Change seems to be in the air this year. In the US Presidential election we are told about epic struggles for control between the old and new generations. And from a seemingly benign economic environment in Britain, we are facing serious economic challenges. Just of course when the money is running out and the last of the Government’s spending increases hits the public sector.
The uncertainty which everyone is feeling from the British high street shopper to Hillary Clinton, I believe is reflective of genuine underlying change. That change is the coming of age of the internet, not least demonstrated by ConservativeHome. The internet’s influence has spread to every office, school and home. It is altering the way we live, the way we interrelate and our perceptions of the world.
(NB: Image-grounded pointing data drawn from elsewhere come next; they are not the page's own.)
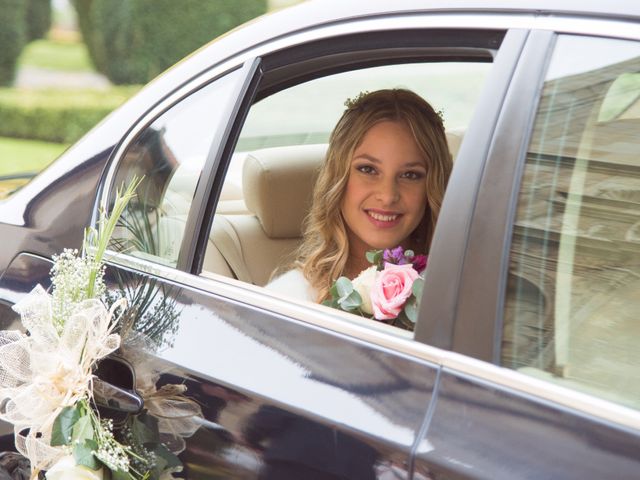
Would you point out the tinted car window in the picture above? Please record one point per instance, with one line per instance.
(169, 155)
(572, 302)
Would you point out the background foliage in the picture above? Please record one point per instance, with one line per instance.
(38, 18)
(132, 41)
(56, 116)
(13, 36)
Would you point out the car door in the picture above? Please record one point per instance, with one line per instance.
(547, 286)
(287, 389)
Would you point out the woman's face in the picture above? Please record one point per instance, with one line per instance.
(386, 194)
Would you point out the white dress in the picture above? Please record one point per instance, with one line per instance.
(293, 284)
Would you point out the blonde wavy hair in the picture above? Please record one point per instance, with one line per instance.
(324, 251)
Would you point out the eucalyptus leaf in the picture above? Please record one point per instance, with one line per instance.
(144, 429)
(353, 301)
(344, 287)
(172, 461)
(403, 321)
(62, 430)
(120, 475)
(418, 286)
(411, 309)
(83, 429)
(83, 454)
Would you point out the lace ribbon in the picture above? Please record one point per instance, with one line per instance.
(178, 416)
(44, 371)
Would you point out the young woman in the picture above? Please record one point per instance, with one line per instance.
(381, 186)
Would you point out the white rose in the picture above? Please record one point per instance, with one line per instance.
(363, 284)
(66, 469)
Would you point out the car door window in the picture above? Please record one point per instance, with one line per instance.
(571, 312)
(266, 193)
(169, 156)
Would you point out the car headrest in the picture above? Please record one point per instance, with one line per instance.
(278, 186)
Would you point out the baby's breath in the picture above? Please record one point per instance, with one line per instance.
(110, 451)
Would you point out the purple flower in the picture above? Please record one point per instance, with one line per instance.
(419, 263)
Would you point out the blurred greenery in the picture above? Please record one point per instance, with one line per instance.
(56, 55)
(38, 18)
(21, 159)
(13, 36)
(56, 115)
(133, 41)
(20, 156)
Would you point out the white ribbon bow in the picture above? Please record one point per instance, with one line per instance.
(44, 371)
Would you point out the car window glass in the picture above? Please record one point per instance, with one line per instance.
(169, 155)
(267, 190)
(572, 299)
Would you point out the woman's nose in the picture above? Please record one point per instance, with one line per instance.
(388, 192)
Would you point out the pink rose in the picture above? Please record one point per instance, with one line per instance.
(391, 290)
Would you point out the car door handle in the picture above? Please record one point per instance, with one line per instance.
(116, 398)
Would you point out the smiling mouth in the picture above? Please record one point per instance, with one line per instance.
(380, 217)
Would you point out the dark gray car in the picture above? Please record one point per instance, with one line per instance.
(524, 362)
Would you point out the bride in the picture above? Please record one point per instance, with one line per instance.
(380, 187)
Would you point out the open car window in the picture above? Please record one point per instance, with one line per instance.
(268, 185)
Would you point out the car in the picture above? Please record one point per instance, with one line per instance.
(524, 360)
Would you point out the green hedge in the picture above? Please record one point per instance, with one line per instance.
(13, 36)
(83, 10)
(56, 115)
(132, 41)
(38, 18)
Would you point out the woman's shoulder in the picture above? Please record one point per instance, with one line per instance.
(294, 284)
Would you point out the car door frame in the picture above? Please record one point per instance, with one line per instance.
(478, 320)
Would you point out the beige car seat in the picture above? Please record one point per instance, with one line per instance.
(277, 184)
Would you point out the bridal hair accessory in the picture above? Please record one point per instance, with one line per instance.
(48, 382)
(388, 291)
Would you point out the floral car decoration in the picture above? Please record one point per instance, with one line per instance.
(48, 383)
(388, 291)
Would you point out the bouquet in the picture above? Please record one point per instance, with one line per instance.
(47, 381)
(388, 291)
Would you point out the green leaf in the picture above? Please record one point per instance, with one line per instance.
(411, 309)
(120, 475)
(403, 321)
(83, 454)
(418, 286)
(351, 302)
(62, 430)
(83, 429)
(172, 461)
(344, 288)
(144, 429)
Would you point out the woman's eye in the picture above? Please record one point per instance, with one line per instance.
(368, 169)
(413, 175)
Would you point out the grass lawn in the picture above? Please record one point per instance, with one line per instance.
(26, 156)
(56, 54)
(23, 157)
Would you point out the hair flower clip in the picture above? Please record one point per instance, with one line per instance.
(353, 102)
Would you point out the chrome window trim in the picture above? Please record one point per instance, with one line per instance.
(389, 338)
(485, 21)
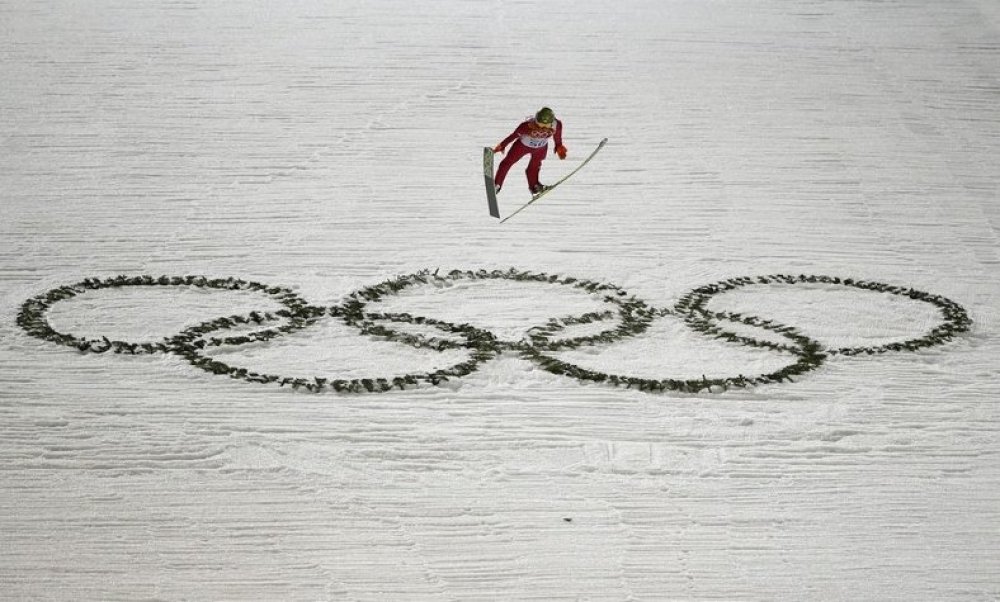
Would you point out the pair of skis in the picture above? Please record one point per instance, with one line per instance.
(491, 195)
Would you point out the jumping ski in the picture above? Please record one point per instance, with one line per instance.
(492, 194)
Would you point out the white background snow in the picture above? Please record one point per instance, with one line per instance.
(328, 146)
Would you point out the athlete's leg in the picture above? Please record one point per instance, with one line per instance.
(535, 165)
(514, 154)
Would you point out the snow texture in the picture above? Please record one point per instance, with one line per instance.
(325, 147)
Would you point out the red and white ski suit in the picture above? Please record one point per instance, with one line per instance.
(529, 138)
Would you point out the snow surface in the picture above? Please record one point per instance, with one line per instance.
(329, 146)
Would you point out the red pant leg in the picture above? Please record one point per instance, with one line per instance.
(535, 165)
(514, 154)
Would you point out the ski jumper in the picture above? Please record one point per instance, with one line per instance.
(530, 138)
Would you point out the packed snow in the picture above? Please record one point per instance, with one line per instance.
(323, 149)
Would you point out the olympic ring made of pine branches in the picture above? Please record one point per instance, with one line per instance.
(633, 317)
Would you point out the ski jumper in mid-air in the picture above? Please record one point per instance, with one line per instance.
(531, 138)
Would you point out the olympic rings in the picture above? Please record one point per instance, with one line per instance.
(633, 318)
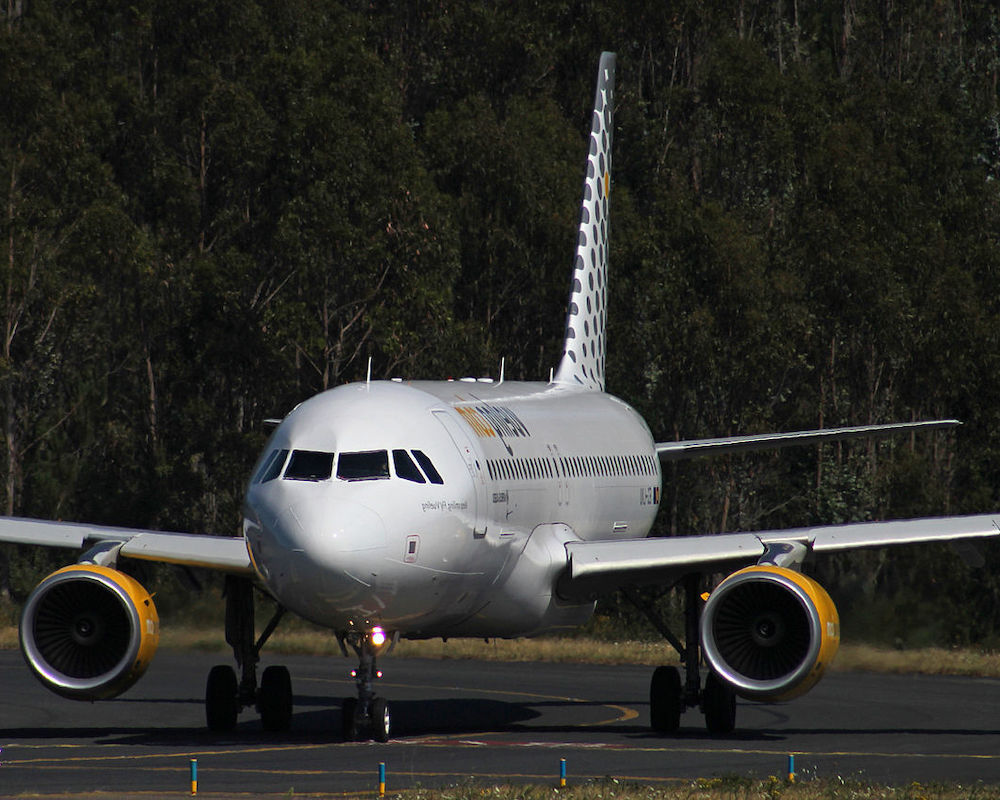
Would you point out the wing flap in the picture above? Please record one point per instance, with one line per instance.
(225, 553)
(605, 565)
(695, 448)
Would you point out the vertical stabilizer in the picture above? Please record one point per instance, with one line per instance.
(584, 348)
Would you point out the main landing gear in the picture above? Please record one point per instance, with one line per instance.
(669, 695)
(225, 696)
(365, 716)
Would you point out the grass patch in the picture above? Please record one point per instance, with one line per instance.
(724, 788)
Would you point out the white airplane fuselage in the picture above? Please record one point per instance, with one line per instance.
(357, 530)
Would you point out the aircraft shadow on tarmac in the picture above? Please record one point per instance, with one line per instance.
(317, 720)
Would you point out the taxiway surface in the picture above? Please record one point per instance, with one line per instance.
(491, 721)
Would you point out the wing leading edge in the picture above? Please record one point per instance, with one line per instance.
(225, 553)
(694, 448)
(599, 566)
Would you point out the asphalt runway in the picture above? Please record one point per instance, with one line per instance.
(491, 721)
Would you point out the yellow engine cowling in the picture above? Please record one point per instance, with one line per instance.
(769, 631)
(89, 632)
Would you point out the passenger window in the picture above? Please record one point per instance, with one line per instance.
(425, 463)
(271, 468)
(365, 466)
(405, 468)
(309, 465)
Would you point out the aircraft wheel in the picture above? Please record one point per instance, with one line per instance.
(719, 703)
(665, 700)
(380, 720)
(222, 702)
(275, 699)
(348, 720)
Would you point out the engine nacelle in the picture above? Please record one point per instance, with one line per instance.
(89, 632)
(769, 631)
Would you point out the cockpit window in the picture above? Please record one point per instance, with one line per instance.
(405, 468)
(271, 468)
(364, 466)
(309, 465)
(433, 475)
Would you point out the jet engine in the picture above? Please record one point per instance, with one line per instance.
(89, 632)
(770, 632)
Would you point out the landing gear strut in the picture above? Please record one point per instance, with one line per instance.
(669, 696)
(225, 696)
(365, 716)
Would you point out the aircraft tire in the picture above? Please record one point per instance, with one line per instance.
(380, 720)
(275, 699)
(222, 703)
(348, 720)
(665, 700)
(719, 703)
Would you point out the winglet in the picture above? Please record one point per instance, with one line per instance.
(584, 347)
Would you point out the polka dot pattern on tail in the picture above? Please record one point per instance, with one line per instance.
(583, 355)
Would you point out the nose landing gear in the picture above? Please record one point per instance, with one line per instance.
(365, 716)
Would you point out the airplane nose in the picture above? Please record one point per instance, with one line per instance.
(322, 556)
(332, 529)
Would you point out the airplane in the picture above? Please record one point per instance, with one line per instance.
(468, 508)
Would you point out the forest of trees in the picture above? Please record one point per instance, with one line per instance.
(211, 211)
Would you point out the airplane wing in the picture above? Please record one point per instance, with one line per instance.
(693, 448)
(599, 566)
(225, 553)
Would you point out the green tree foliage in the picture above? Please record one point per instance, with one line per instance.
(210, 212)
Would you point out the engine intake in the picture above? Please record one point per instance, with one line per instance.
(770, 632)
(89, 632)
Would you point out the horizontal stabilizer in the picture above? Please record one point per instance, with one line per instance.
(694, 448)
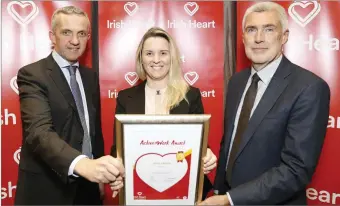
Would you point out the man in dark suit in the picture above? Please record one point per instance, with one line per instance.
(275, 120)
(62, 150)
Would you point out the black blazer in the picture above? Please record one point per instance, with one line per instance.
(132, 101)
(52, 132)
(280, 148)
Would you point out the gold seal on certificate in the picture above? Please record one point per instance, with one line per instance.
(162, 155)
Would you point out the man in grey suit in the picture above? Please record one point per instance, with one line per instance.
(275, 120)
(62, 157)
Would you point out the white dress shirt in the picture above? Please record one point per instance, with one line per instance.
(62, 63)
(265, 75)
(155, 101)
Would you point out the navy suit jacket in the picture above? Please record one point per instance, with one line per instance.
(282, 143)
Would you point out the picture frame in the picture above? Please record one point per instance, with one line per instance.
(162, 155)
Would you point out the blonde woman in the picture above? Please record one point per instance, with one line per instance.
(163, 90)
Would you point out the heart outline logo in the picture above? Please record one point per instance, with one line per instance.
(130, 80)
(191, 81)
(191, 4)
(131, 4)
(17, 17)
(145, 164)
(303, 21)
(14, 85)
(16, 155)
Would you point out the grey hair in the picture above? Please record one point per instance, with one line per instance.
(68, 10)
(268, 6)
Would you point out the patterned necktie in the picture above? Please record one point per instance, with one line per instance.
(242, 123)
(86, 147)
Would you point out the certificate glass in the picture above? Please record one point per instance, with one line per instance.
(162, 155)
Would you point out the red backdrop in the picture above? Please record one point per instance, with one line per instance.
(313, 44)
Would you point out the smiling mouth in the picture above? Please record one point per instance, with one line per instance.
(156, 67)
(74, 49)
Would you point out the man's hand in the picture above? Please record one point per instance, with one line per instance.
(209, 161)
(103, 170)
(216, 200)
(116, 186)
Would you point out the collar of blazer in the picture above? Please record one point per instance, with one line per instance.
(60, 81)
(137, 101)
(275, 88)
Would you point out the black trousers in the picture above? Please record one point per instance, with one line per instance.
(87, 193)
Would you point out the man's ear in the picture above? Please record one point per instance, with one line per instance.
(52, 37)
(285, 37)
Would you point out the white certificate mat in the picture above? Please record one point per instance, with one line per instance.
(156, 161)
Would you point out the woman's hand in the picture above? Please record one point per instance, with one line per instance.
(116, 186)
(209, 161)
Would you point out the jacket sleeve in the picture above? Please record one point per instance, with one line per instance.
(39, 133)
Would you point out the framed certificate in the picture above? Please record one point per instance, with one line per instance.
(162, 155)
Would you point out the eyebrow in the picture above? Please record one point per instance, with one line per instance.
(263, 26)
(147, 50)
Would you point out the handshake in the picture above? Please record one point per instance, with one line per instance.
(106, 169)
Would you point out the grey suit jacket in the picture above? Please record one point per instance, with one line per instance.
(282, 144)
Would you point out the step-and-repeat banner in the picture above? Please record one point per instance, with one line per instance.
(25, 39)
(313, 44)
(197, 27)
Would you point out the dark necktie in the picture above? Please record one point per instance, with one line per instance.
(242, 123)
(86, 147)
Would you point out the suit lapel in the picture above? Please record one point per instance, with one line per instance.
(236, 95)
(87, 84)
(60, 81)
(275, 88)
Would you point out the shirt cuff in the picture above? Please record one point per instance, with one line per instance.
(230, 200)
(73, 164)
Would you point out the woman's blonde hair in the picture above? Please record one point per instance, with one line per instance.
(177, 87)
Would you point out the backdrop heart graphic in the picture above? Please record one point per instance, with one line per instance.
(160, 171)
(16, 155)
(14, 85)
(191, 8)
(191, 77)
(23, 5)
(131, 8)
(131, 78)
(303, 21)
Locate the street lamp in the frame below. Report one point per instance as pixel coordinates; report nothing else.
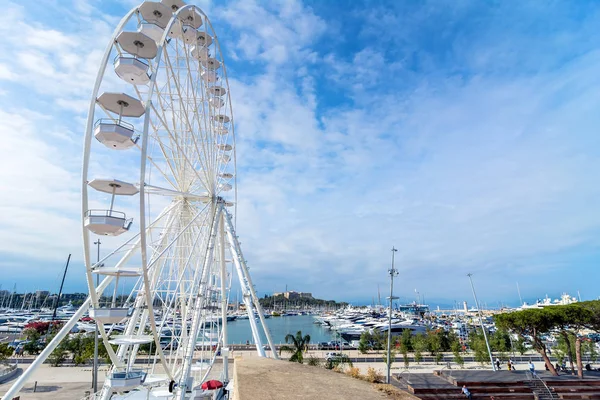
(393, 272)
(481, 322)
(95, 372)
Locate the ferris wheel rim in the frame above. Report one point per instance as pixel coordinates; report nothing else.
(143, 156)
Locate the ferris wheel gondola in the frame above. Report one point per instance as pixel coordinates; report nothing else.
(158, 182)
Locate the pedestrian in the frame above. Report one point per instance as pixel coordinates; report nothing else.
(532, 368)
(467, 393)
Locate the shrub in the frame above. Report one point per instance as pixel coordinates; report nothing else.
(5, 351)
(314, 361)
(374, 376)
(354, 372)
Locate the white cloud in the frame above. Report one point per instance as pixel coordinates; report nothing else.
(464, 165)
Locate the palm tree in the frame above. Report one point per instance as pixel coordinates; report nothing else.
(299, 345)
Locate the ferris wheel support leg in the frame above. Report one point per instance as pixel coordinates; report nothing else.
(246, 280)
(39, 360)
(198, 305)
(224, 299)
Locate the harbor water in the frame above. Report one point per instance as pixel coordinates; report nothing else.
(239, 330)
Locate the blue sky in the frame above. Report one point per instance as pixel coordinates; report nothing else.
(465, 133)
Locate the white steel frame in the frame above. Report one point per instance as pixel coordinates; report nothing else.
(197, 229)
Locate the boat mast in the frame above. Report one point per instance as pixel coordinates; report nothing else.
(60, 290)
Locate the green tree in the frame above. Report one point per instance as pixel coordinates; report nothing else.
(434, 342)
(406, 340)
(405, 357)
(338, 362)
(478, 346)
(458, 358)
(532, 323)
(299, 346)
(59, 354)
(33, 345)
(420, 345)
(520, 346)
(314, 361)
(589, 349)
(5, 351)
(81, 347)
(392, 356)
(364, 343)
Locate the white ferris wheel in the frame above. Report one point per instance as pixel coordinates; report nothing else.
(158, 183)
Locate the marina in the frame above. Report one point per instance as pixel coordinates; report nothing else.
(168, 167)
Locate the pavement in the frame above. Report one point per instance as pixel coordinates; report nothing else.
(70, 382)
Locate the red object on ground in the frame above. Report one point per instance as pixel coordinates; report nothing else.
(212, 385)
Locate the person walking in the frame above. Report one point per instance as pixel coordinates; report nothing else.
(466, 392)
(532, 368)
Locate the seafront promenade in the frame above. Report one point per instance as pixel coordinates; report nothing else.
(72, 382)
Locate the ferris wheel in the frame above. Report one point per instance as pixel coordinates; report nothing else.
(159, 185)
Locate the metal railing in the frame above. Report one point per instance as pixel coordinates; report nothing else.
(533, 377)
(8, 370)
(106, 213)
(109, 121)
(118, 58)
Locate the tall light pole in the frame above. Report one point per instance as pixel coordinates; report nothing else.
(481, 322)
(95, 372)
(393, 272)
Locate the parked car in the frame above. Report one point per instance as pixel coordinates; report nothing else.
(332, 356)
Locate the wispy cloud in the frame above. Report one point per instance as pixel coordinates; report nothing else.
(464, 133)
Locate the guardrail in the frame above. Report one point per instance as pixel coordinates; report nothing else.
(8, 373)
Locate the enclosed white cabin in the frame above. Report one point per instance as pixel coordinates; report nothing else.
(155, 18)
(112, 315)
(132, 70)
(200, 52)
(107, 222)
(126, 380)
(118, 135)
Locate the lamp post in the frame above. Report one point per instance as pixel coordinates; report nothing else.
(393, 272)
(95, 369)
(481, 322)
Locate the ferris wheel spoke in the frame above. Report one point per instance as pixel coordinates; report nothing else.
(174, 141)
(170, 72)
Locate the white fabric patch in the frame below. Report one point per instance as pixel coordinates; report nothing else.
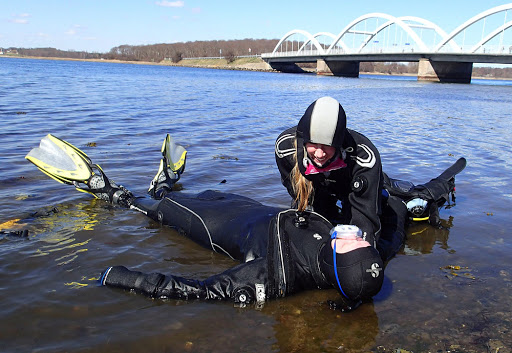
(260, 292)
(324, 120)
(370, 160)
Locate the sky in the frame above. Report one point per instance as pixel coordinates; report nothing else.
(99, 25)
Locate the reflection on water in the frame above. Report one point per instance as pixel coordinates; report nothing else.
(422, 237)
(449, 287)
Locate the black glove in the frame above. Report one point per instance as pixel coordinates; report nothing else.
(121, 277)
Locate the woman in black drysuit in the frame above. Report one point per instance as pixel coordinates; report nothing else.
(280, 251)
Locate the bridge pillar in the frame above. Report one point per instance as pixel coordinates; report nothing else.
(444, 71)
(286, 67)
(337, 68)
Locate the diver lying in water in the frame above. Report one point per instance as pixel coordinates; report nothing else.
(281, 252)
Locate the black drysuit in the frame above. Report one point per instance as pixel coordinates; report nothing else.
(277, 257)
(358, 185)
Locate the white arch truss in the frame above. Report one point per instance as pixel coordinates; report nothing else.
(473, 20)
(308, 35)
(406, 23)
(316, 35)
(391, 19)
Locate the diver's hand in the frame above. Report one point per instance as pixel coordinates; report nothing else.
(121, 277)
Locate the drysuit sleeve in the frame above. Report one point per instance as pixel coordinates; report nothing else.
(244, 283)
(364, 198)
(284, 153)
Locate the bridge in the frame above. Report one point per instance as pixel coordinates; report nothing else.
(379, 37)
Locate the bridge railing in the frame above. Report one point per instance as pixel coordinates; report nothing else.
(466, 49)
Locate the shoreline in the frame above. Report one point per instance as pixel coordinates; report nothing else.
(240, 64)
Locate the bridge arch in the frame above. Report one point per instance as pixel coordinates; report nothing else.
(316, 35)
(391, 19)
(308, 35)
(470, 22)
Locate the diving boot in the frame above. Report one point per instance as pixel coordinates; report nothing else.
(172, 165)
(163, 181)
(103, 188)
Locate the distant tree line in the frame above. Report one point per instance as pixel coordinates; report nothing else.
(175, 52)
(56, 53)
(230, 50)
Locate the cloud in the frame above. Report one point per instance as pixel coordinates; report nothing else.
(20, 19)
(74, 30)
(166, 3)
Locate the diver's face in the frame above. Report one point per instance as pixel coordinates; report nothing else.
(320, 154)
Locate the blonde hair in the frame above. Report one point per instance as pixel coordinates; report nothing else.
(302, 187)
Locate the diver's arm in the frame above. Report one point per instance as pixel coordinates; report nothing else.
(284, 154)
(365, 198)
(238, 283)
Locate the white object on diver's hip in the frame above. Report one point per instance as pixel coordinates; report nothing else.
(417, 206)
(346, 231)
Communication where leaders made decisions, communicated and then were lauded or rejected is being replaced by the continual iteration of thousands of individual transactions. The huge increase in available information has empowered the individual to make choices and direct their lives to a much greater extent. It has created alternative networks and increased horizontal communication, in many cases removing the role of intermediaries and middle management.
Big Government is out of step with this trend and unreconstituted public services will find it harder and harder to deliver people’s expectations. If the economy was difficult to plan and manage in the 1970’s – it is impossible now with the degree engagement required in a modern organisation. In spite of the money that has been pumped in, Britain’s public services are still working in a very old command and control style, characterised by targets, edicts and vast bureaucracies.
The challenges to the big state will not come as they did in the 1970s and the 1980s through public protests and letter writing campaigns, demanding better public services. Increasingly it will be through people opting out of engagement with Government and acting independently. There are signs already of greater participation in private education and healthcare. A generation of people schooled in the art of everything being available at the click of the mouse are not going to wait for months for an operation or hope that that child will survive an underperforming inner city state school. Whereas lack of delivery previously created an atmosphere of complaint, people will now supplement or go elsewhere.
Finally, there will be a growing divide between those who are
benefiting from the state and those who are outside it. This will be
particularly pronounced between young and old but will also reflect the
vastly different levels of state engagement across the regions and
social groups. Reform’s reports on the IPOD generation described a
generation of people who are being short-changed in government spending
which disproportionately benefits the old. With the technological
divide, we can expect to see resentment grow from a group of people who
don’t understand why the state’s services are so expensive relative to
those they access on-line and why they should continue to pay for them.
Although change may be painful for the state, these developments also present a great opportunity to rebalance the responsibilities of government and individuals and get much more value from tax payers money.
Government needs to work with the grain of the way people now operate.
It should rethink what it should actually be doing given an engaged and
interlinked population who want to take more control of their own
lives.
This means reassessing its role in provision, making use of the vast private and voluntary networks already in existence to get things done rather than clumsy replication and critically reducing its “footprint” on the lives of the individual.
The next generation are not disillusioned with politics; they just know that the ability to achieve is more in their own hands than it is in politicians’. The self expression and “Do it yourself” culture of the internet has been embedded in the media, business and the home. It must now impact the way we are governed.